The IDPS Act (repealed), DS Act and Disability Services Act 1991 (Vic) (repealed) were intended to change the paternalistic or over-protective attitudes of some service providers by stating clearly that quality of life for people who have an intellectual disability can best be achieved when their lifestyle is the same as, or as close as possible to, the norms and patterns that are valued in the general community. The Victorian State Disability Plan reinforces this trend, as does the Charter of Human Rights and Responsibilities Act 2006 (Vic). Recent changes to the philosophy and practice of disability services provision and planning (‘person-centred planning’) emphasise the individual and their right to choose, control and guide the services they receive.

The Disability Act continues this theme (s 6(1)) and also stipulates among its principles that disability services should be provided in a way that reasonably balances safety with the right of persons who have a disability to choose to participate in activities involving a degree of risk (s 5(3)(n)). It also states that if a restriction on the rights or opportunities of a person with a disability is necessary, the option chosen should be the option that is the least restrictive of the person as is possible in the circumstances (s 5(4)).

The NDIS Act’s general principles include:

  • people with disability have the same right as other members of Australian society to realise their potential for physical, social, emotional and intellectual development; and
  • people with disability should be supported to exercise choice, including in relation to taking reasonable risks, in the pursuit of their goals and the planning and delivery of their supports.

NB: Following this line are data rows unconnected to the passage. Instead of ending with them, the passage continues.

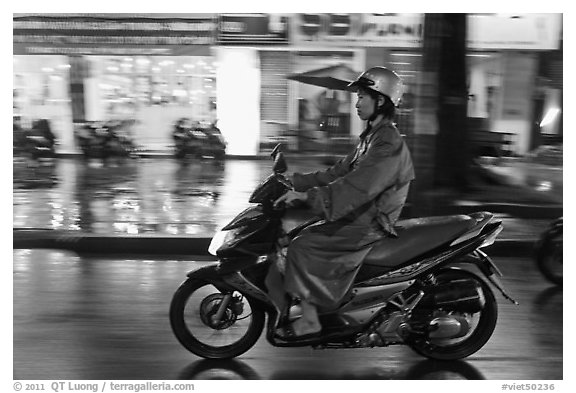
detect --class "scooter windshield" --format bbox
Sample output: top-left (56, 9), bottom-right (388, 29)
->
top-left (222, 205), bottom-right (268, 230)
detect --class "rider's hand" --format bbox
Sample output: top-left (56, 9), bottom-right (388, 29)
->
top-left (274, 190), bottom-right (307, 208)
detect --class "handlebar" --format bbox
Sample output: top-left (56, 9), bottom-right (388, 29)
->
top-left (276, 174), bottom-right (293, 190)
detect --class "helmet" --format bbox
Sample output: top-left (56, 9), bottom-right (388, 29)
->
top-left (348, 66), bottom-right (404, 106)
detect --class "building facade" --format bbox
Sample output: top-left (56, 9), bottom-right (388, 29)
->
top-left (13, 13), bottom-right (562, 156)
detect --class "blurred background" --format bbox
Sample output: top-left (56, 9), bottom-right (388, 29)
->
top-left (13, 13), bottom-right (563, 228)
top-left (11, 13), bottom-right (565, 381)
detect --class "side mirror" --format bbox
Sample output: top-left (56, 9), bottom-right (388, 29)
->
top-left (271, 143), bottom-right (282, 160)
top-left (273, 152), bottom-right (287, 174)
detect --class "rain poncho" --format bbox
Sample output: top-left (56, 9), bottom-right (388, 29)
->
top-left (284, 119), bottom-right (415, 309)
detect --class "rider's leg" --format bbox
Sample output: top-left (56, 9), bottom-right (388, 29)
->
top-left (264, 262), bottom-right (287, 313)
top-left (289, 299), bottom-right (321, 336)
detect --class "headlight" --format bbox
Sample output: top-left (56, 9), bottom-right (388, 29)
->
top-left (208, 228), bottom-right (242, 256)
top-left (208, 230), bottom-right (227, 256)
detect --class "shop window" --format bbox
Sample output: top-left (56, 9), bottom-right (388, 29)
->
top-left (97, 55), bottom-right (218, 124)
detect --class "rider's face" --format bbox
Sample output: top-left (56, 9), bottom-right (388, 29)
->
top-left (355, 89), bottom-right (378, 121)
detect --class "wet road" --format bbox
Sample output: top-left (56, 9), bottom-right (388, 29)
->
top-left (13, 249), bottom-right (562, 380)
top-left (13, 157), bottom-right (323, 236)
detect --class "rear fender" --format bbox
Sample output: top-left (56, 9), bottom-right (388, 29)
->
top-left (445, 251), bottom-right (518, 305)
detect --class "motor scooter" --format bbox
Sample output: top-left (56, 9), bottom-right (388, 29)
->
top-left (170, 145), bottom-right (518, 360)
top-left (15, 119), bottom-right (57, 160)
top-left (173, 118), bottom-right (226, 161)
top-left (76, 120), bottom-right (137, 160)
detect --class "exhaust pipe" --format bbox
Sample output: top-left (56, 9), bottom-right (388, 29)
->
top-left (429, 315), bottom-right (470, 339)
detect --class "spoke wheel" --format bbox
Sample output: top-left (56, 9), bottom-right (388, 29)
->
top-left (170, 279), bottom-right (265, 359)
top-left (408, 269), bottom-right (498, 360)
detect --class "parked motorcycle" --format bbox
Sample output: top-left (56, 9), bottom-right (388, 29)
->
top-left (535, 217), bottom-right (563, 286)
top-left (173, 118), bottom-right (226, 161)
top-left (14, 118), bottom-right (57, 160)
top-left (200, 123), bottom-right (226, 160)
top-left (75, 120), bottom-right (138, 160)
top-left (170, 145), bottom-right (518, 360)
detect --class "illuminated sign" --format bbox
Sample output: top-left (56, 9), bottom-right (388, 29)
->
top-left (291, 13), bottom-right (562, 50)
top-left (291, 13), bottom-right (423, 47)
top-left (218, 14), bottom-right (289, 44)
top-left (13, 15), bottom-right (217, 55)
top-left (467, 13), bottom-right (562, 50)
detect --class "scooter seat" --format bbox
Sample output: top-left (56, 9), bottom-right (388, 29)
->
top-left (363, 215), bottom-right (476, 268)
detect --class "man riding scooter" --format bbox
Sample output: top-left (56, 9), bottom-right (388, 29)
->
top-left (267, 66), bottom-right (415, 340)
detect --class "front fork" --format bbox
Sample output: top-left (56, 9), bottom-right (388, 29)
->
top-left (466, 250), bottom-right (519, 305)
top-left (212, 293), bottom-right (233, 324)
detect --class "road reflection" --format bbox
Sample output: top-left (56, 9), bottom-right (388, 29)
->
top-left (13, 160), bottom-right (59, 190)
top-left (171, 160), bottom-right (224, 202)
top-left (179, 358), bottom-right (485, 380)
top-left (403, 360), bottom-right (485, 380)
top-left (534, 286), bottom-right (562, 307)
top-left (179, 359), bottom-right (261, 380)
top-left (531, 286), bottom-right (563, 350)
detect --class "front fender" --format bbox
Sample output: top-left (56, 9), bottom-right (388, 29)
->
top-left (186, 262), bottom-right (220, 279)
top-left (185, 263), bottom-right (232, 292)
top-left (184, 262), bottom-right (274, 309)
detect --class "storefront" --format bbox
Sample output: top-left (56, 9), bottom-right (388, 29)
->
top-left (13, 14), bottom-right (221, 153)
top-left (13, 13), bottom-right (294, 156)
top-left (286, 13), bottom-right (562, 156)
top-left (225, 13), bottom-right (423, 156)
top-left (465, 13), bottom-right (563, 155)
top-left (13, 55), bottom-right (75, 150)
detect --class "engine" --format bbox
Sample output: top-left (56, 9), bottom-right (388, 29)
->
top-left (353, 279), bottom-right (484, 347)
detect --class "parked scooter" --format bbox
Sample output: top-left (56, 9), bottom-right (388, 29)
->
top-left (199, 122), bottom-right (226, 160)
top-left (14, 119), bottom-right (57, 160)
top-left (76, 120), bottom-right (137, 160)
top-left (170, 145), bottom-right (518, 360)
top-left (535, 217), bottom-right (563, 286)
top-left (173, 118), bottom-right (226, 161)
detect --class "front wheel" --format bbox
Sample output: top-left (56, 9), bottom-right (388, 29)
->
top-left (170, 279), bottom-right (265, 359)
top-left (408, 269), bottom-right (498, 360)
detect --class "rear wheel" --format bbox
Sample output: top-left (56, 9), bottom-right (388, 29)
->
top-left (408, 269), bottom-right (498, 360)
top-left (170, 279), bottom-right (265, 359)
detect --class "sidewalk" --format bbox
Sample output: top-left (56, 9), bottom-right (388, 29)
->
top-left (13, 154), bottom-right (562, 258)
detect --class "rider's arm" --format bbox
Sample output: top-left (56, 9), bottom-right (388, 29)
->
top-left (305, 129), bottom-right (414, 222)
top-left (292, 146), bottom-right (358, 192)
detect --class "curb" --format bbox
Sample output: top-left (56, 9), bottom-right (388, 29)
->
top-left (13, 229), bottom-right (536, 258)
top-left (13, 229), bottom-right (212, 257)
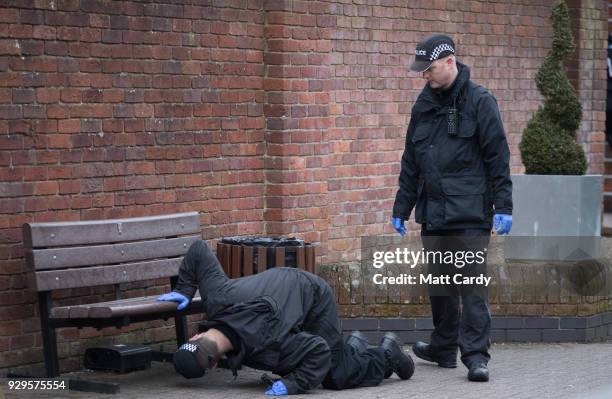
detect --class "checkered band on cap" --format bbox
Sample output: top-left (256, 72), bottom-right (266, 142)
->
top-left (430, 43), bottom-right (454, 60)
top-left (179, 343), bottom-right (198, 353)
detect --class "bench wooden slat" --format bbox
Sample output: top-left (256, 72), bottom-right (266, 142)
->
top-left (58, 290), bottom-right (206, 316)
top-left (30, 235), bottom-right (200, 271)
top-left (51, 295), bottom-right (161, 319)
top-left (108, 296), bottom-right (201, 318)
top-left (50, 295), bottom-right (203, 319)
top-left (35, 258), bottom-right (182, 291)
top-left (89, 295), bottom-right (203, 318)
top-left (24, 212), bottom-right (200, 248)
top-left (68, 306), bottom-right (90, 318)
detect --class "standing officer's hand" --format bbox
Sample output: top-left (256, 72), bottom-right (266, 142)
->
top-left (391, 217), bottom-right (407, 236)
top-left (157, 292), bottom-right (190, 310)
top-left (493, 214), bottom-right (512, 235)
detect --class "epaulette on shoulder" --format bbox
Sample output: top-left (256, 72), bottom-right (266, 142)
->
top-left (466, 82), bottom-right (491, 108)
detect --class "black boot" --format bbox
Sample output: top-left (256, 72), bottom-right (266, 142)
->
top-left (380, 332), bottom-right (414, 380)
top-left (411, 341), bottom-right (457, 368)
top-left (346, 330), bottom-right (369, 354)
top-left (468, 363), bottom-right (489, 382)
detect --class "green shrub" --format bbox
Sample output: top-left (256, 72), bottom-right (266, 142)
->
top-left (519, 0), bottom-right (587, 175)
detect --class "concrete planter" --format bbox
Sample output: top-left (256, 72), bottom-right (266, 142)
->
top-left (505, 174), bottom-right (603, 261)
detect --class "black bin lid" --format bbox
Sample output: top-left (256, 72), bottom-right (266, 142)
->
top-left (221, 236), bottom-right (305, 247)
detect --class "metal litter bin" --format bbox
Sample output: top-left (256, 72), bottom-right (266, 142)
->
top-left (217, 236), bottom-right (316, 278)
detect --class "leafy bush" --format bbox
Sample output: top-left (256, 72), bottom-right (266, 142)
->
top-left (519, 0), bottom-right (587, 175)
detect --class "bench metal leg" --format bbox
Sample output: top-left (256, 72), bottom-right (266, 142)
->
top-left (174, 314), bottom-right (189, 346)
top-left (38, 292), bottom-right (60, 377)
top-left (169, 276), bottom-right (189, 346)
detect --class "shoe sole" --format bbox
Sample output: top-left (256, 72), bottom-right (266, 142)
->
top-left (411, 345), bottom-right (457, 368)
top-left (381, 334), bottom-right (415, 380)
top-left (468, 374), bottom-right (489, 382)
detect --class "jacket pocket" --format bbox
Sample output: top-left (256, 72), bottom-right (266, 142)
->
top-left (456, 117), bottom-right (477, 138)
top-left (411, 123), bottom-right (431, 166)
top-left (442, 175), bottom-right (486, 223)
top-left (448, 117), bottom-right (477, 166)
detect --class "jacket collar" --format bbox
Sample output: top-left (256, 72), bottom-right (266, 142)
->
top-left (413, 61), bottom-right (470, 114)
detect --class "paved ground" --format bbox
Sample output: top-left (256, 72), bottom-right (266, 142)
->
top-left (2, 343), bottom-right (612, 399)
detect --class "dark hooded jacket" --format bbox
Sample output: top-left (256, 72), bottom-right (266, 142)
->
top-left (393, 62), bottom-right (512, 230)
top-left (173, 240), bottom-right (333, 395)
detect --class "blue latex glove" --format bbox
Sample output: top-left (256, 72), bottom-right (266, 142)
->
top-left (391, 217), bottom-right (406, 236)
top-left (493, 214), bottom-right (512, 235)
top-left (265, 380), bottom-right (288, 396)
top-left (157, 292), bottom-right (190, 310)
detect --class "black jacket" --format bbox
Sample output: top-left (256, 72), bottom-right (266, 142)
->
top-left (393, 62), bottom-right (512, 230)
top-left (174, 240), bottom-right (332, 394)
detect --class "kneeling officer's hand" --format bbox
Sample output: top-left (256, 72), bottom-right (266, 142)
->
top-left (157, 292), bottom-right (190, 310)
top-left (265, 380), bottom-right (288, 396)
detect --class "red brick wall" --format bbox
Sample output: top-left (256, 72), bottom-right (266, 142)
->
top-left (567, 0), bottom-right (608, 172)
top-left (0, 0), bottom-right (270, 375)
top-left (263, 1), bottom-right (333, 251)
top-left (0, 0), bottom-right (607, 375)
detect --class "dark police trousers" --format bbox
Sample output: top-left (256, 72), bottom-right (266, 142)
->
top-left (182, 240), bottom-right (387, 390)
top-left (306, 282), bottom-right (387, 390)
top-left (421, 227), bottom-right (491, 368)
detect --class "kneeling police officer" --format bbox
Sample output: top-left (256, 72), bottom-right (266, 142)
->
top-left (158, 240), bottom-right (415, 395)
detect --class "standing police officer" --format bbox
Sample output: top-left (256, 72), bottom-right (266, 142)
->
top-left (392, 34), bottom-right (513, 382)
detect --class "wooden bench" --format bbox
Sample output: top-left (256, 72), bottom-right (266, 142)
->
top-left (22, 212), bottom-right (204, 377)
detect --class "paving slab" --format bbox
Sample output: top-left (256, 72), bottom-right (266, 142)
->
top-left (2, 343), bottom-right (611, 399)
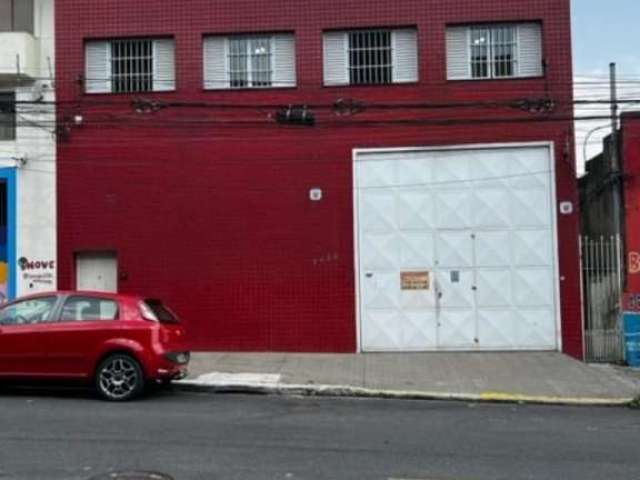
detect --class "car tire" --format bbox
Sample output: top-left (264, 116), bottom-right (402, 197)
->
top-left (95, 353), bottom-right (145, 401)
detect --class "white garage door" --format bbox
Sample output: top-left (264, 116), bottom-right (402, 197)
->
top-left (355, 144), bottom-right (559, 352)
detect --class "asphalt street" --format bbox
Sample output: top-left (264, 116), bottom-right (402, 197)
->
top-left (0, 387), bottom-right (638, 480)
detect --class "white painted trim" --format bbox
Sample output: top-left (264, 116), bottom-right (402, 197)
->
top-left (352, 141), bottom-right (564, 354)
top-left (343, 32), bottom-right (349, 85)
top-left (352, 150), bottom-right (362, 353)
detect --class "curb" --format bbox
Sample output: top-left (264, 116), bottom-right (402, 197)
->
top-left (174, 380), bottom-right (635, 407)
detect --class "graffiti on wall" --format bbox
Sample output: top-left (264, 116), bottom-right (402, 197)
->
top-left (629, 252), bottom-right (640, 275)
top-left (19, 257), bottom-right (56, 289)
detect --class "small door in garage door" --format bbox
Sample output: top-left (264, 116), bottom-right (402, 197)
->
top-left (355, 145), bottom-right (559, 352)
top-left (76, 252), bottom-right (118, 293)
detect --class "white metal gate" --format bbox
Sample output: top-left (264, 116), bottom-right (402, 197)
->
top-left (355, 144), bottom-right (559, 352)
top-left (581, 235), bottom-right (624, 362)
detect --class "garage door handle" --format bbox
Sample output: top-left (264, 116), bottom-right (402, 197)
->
top-left (365, 272), bottom-right (374, 278)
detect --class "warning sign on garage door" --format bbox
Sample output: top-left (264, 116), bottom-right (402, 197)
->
top-left (400, 271), bottom-right (430, 290)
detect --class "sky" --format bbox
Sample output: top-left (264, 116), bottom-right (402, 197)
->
top-left (572, 0), bottom-right (640, 172)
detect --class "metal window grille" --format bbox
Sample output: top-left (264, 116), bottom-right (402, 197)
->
top-left (111, 39), bottom-right (154, 93)
top-left (581, 235), bottom-right (625, 363)
top-left (470, 26), bottom-right (518, 79)
top-left (0, 92), bottom-right (16, 141)
top-left (348, 30), bottom-right (393, 85)
top-left (228, 37), bottom-right (273, 88)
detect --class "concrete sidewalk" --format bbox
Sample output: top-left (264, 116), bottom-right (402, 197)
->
top-left (177, 352), bottom-right (640, 406)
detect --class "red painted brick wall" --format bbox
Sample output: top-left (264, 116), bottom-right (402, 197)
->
top-left (55, 0), bottom-right (582, 357)
top-left (623, 114), bottom-right (640, 293)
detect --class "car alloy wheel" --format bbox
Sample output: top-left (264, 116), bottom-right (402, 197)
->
top-left (96, 354), bottom-right (144, 401)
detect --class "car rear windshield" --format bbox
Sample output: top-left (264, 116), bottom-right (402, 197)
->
top-left (144, 299), bottom-right (180, 324)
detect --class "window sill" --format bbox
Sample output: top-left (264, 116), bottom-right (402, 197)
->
top-left (446, 75), bottom-right (545, 83)
top-left (322, 81), bottom-right (420, 89)
top-left (202, 86), bottom-right (298, 92)
top-left (83, 90), bottom-right (177, 97)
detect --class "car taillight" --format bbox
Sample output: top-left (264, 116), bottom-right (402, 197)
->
top-left (139, 302), bottom-right (159, 322)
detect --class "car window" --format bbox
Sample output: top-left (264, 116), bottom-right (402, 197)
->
top-left (60, 296), bottom-right (119, 322)
top-left (143, 299), bottom-right (180, 324)
top-left (0, 296), bottom-right (58, 326)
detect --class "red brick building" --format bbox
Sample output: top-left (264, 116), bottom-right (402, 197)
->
top-left (55, 0), bottom-right (582, 358)
top-left (622, 114), bottom-right (640, 292)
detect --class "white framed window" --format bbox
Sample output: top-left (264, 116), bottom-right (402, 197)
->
top-left (203, 33), bottom-right (296, 90)
top-left (85, 38), bottom-right (176, 94)
top-left (447, 23), bottom-right (543, 80)
top-left (323, 28), bottom-right (418, 86)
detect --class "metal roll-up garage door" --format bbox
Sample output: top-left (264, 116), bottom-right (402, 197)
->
top-left (355, 144), bottom-right (559, 352)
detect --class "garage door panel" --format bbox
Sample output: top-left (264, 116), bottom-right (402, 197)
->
top-left (510, 188), bottom-right (552, 228)
top-left (360, 233), bottom-right (398, 271)
top-left (509, 172), bottom-right (550, 190)
top-left (357, 159), bottom-right (396, 188)
top-left (436, 270), bottom-right (474, 308)
top-left (509, 149), bottom-right (550, 176)
top-left (361, 311), bottom-right (403, 350)
top-left (437, 232), bottom-right (473, 268)
top-left (473, 187), bottom-right (510, 228)
top-left (398, 233), bottom-right (435, 269)
top-left (357, 145), bottom-right (558, 352)
top-left (469, 150), bottom-right (510, 182)
top-left (395, 157), bottom-right (432, 186)
top-left (435, 188), bottom-right (473, 229)
top-left (477, 309), bottom-right (517, 349)
top-left (516, 309), bottom-right (557, 348)
top-left (438, 309), bottom-right (476, 348)
top-left (512, 229), bottom-right (553, 267)
top-left (476, 269), bottom-right (512, 307)
top-left (433, 153), bottom-right (469, 182)
top-left (361, 272), bottom-right (400, 309)
top-left (396, 190), bottom-right (435, 230)
top-left (402, 311), bottom-right (437, 349)
top-left (401, 289), bottom-right (436, 309)
top-left (513, 268), bottom-right (555, 307)
top-left (475, 231), bottom-right (511, 267)
top-left (360, 191), bottom-right (396, 232)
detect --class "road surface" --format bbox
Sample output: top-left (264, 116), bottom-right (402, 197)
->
top-left (0, 387), bottom-right (638, 480)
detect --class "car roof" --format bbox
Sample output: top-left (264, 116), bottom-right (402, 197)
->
top-left (6, 291), bottom-right (146, 303)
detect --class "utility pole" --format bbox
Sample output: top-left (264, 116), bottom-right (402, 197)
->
top-left (609, 62), bottom-right (625, 302)
top-left (610, 62), bottom-right (622, 239)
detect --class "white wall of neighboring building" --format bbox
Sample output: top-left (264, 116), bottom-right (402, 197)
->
top-left (0, 0), bottom-right (56, 297)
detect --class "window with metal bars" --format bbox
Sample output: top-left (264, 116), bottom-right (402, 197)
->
top-left (111, 39), bottom-right (154, 93)
top-left (86, 38), bottom-right (175, 94)
top-left (470, 25), bottom-right (518, 79)
top-left (228, 36), bottom-right (273, 88)
top-left (348, 30), bottom-right (393, 85)
top-left (0, 93), bottom-right (16, 141)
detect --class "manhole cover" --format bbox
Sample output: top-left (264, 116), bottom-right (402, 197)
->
top-left (89, 472), bottom-right (174, 480)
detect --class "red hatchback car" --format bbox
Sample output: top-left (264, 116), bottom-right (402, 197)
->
top-left (0, 291), bottom-right (190, 401)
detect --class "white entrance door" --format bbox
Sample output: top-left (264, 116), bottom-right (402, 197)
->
top-left (76, 252), bottom-right (118, 293)
top-left (356, 145), bottom-right (558, 352)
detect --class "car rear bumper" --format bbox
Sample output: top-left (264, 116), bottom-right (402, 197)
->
top-left (147, 351), bottom-right (190, 381)
top-left (156, 366), bottom-right (188, 381)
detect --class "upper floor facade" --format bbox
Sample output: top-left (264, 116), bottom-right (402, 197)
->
top-left (55, 0), bottom-right (573, 104)
top-left (0, 0), bottom-right (55, 83)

Such provisions can lead to some confusion and concern on the part of care providers where they feel that there may be a high degree of risk if service users are given the opportunity to make decisions for themselves. For example, when a resident is perceived by staff as being sexually naive but has to be allowed to go out independently, staff may be concerned about the resident’s vulnerability to potential sexual abuse.

It is important for care providers to remember that duty of care and the right to a lifestyle that is as close as possible to ‘normal’ are not contradictory. However, the job of supporting people who, on the one hand, have certain vulnerabilities but who, on the other hand, have all the ordinary human rights to take risks and to make mistakes is a complex one, which frequently entails difficult decisions. There are many different views of what is ‘reasonable’ and what is ‘unreasonable’; however, the principles on which current disability legislation and philosophies are based make it very clear that it is not reasonable to unnecessarily restrict a person’s right to independence.